Und so kam es, dass eines der wichtigsten öffentlichen Gebäude der Stadt, trotz seiner zentralen Lage wenige Meter vom Potsdamer Platz entfernt, in Ost wie West allmählich in Vergessenheit geriet.
Dabei hat dieser im Stil der italienischen Renaissance (in Anlehnung an Bürgerrepubliken wie Florenz) errichtete Bau die jüngere deutsche Geschichte voll "abbekommen". Das begann am 16. Jänner 1899, als der Tagungsort der Zweiten, der bürgerlichen Kammer des Preußischen Landtags, eingeweiht wurde. Die Erste Kammer, das Herrenhaus, in dem die preußischen Junker und der höhere Klerus tagten, durfte der Stadt sein Antlitz zeigen (heute ist da der Bundesrat untergebracht); der "proletarische" Landtag hingegen musste seine Fassade stadtabgewandt eher verbergen.
Nach dem Ende des Ersten Weltkriegs und dem Sturz der Hohenzollern stellte der Reichsrätekongress in diesem Haus die Weichen für die parlamentarische Demokratie als zukünftige Regierungsform für Deutschland. Im Festsaal des Hauses gründete die extreme Linke um Rosa Luxemburg und Karl Liebknecht die KPD. Hier begann das Ende der demokratischen Epoche Preußens und der Weimarer Republik mit dem sogenannten Preußenschlag 1932.
Letzter Ministerpräsident Preußens war nominell Adolf Hitler, faktisch aber Hermann Göring, der aus dem nutzlos gewordenen Parlamentsgebäude das Offizierskasino für seine Luftwaffen-Flieger machte. In unmittelbarer Nähe ließ er nach Plänen des Architekten Ernst Sagebiel in nur zwei Jahren einen Neubau mit 2000 Büroräumen und 56.000 Quadratmetern Nutzfläche hochziehen - damals das größte Bürogebäude Berlins. (Bekannt wurde der heutige Sitz des Bundesfinanzministeriums als Zentrale der "Treuhand", welche die DDR-Wirtschaft in die Marktwirtschaft überführen sollte.)
Doch vorher, im Juni 1934, wird im Plenarsaal der berüchtigte Volksgerichtshof gegründet - danach tanzen Görings Flieger auf dem Vulkan.

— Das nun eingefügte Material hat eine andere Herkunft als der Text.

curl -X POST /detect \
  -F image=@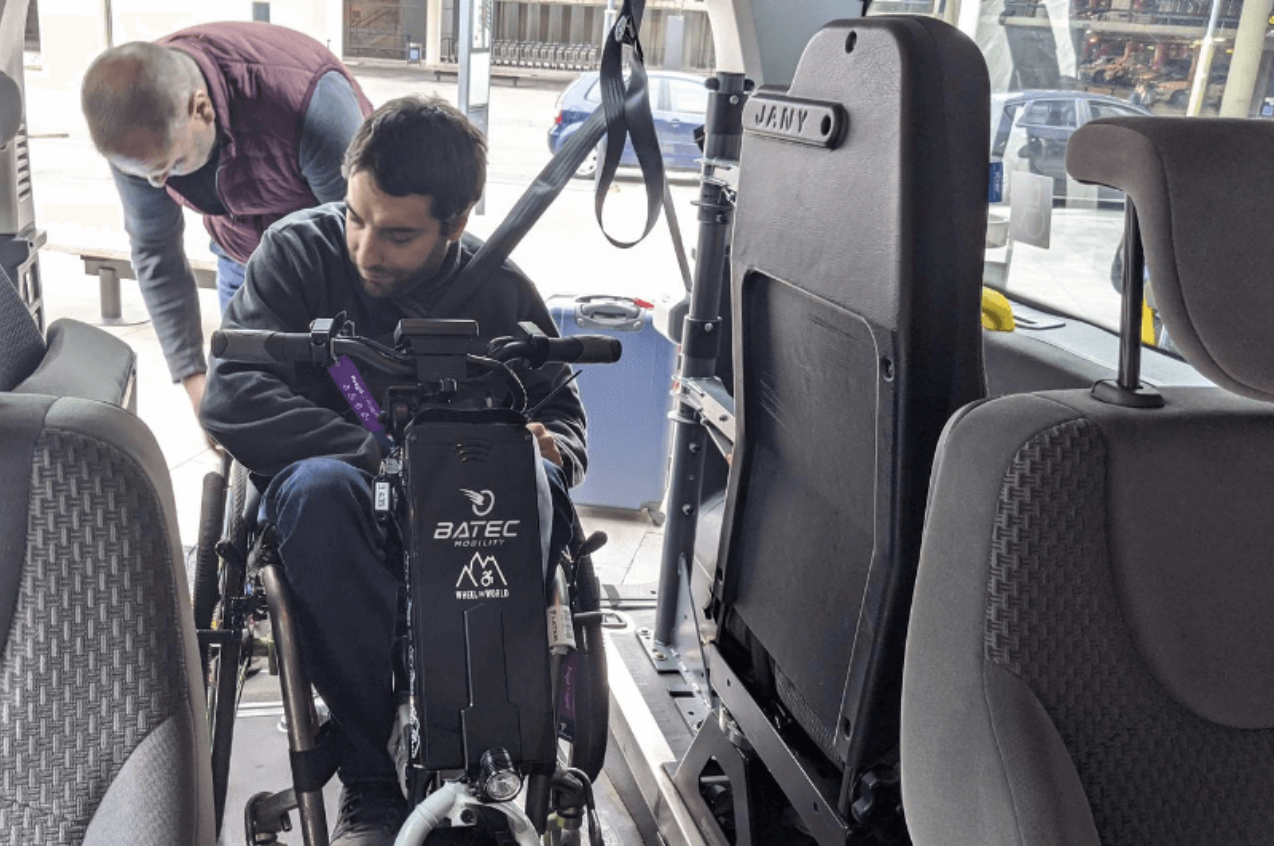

Nach Bombeneinschlag und Wiederaufbau dienten die schwergeprüften Mauern zunächst als Volkshaus und Kino in der Sowjetzone, dann als erster Sitz der neuen DDR-Regierung und schließlich, nach erneutem Umbau, zogen hier die Staatliche Plankommission und die "Ost-EG", der RGW, ein. Seit dem Mauerbau (1961) durfte nur noch das Ministerium für Staatssicherheit ("Stasi") das Haus als Abhörstandort gegen den Westteil der Stadt nutzen - Kalter Krieg eben.
1991 wieder erweckt und in Rekordzeit umgebaut, tagt hier das Berliner Stadtparlament seit 1993 in einem der schönsten Parlamentsbauten Deutschlands - direkt unter dem "Himmel von Berlin", denn der Plenarsaal erhält sein natürliches Licht durch ein blendungsfreies Glasdach.
Nach einem turbulenten Jahrhundert scheint das ehrwürdige Haus nun zur Ruhe gekommen. Doch so mancher Taxifahrer stutzt immer noch, wenn man ihn "Zum Preußischen Landtag, bitte!" dirigiert.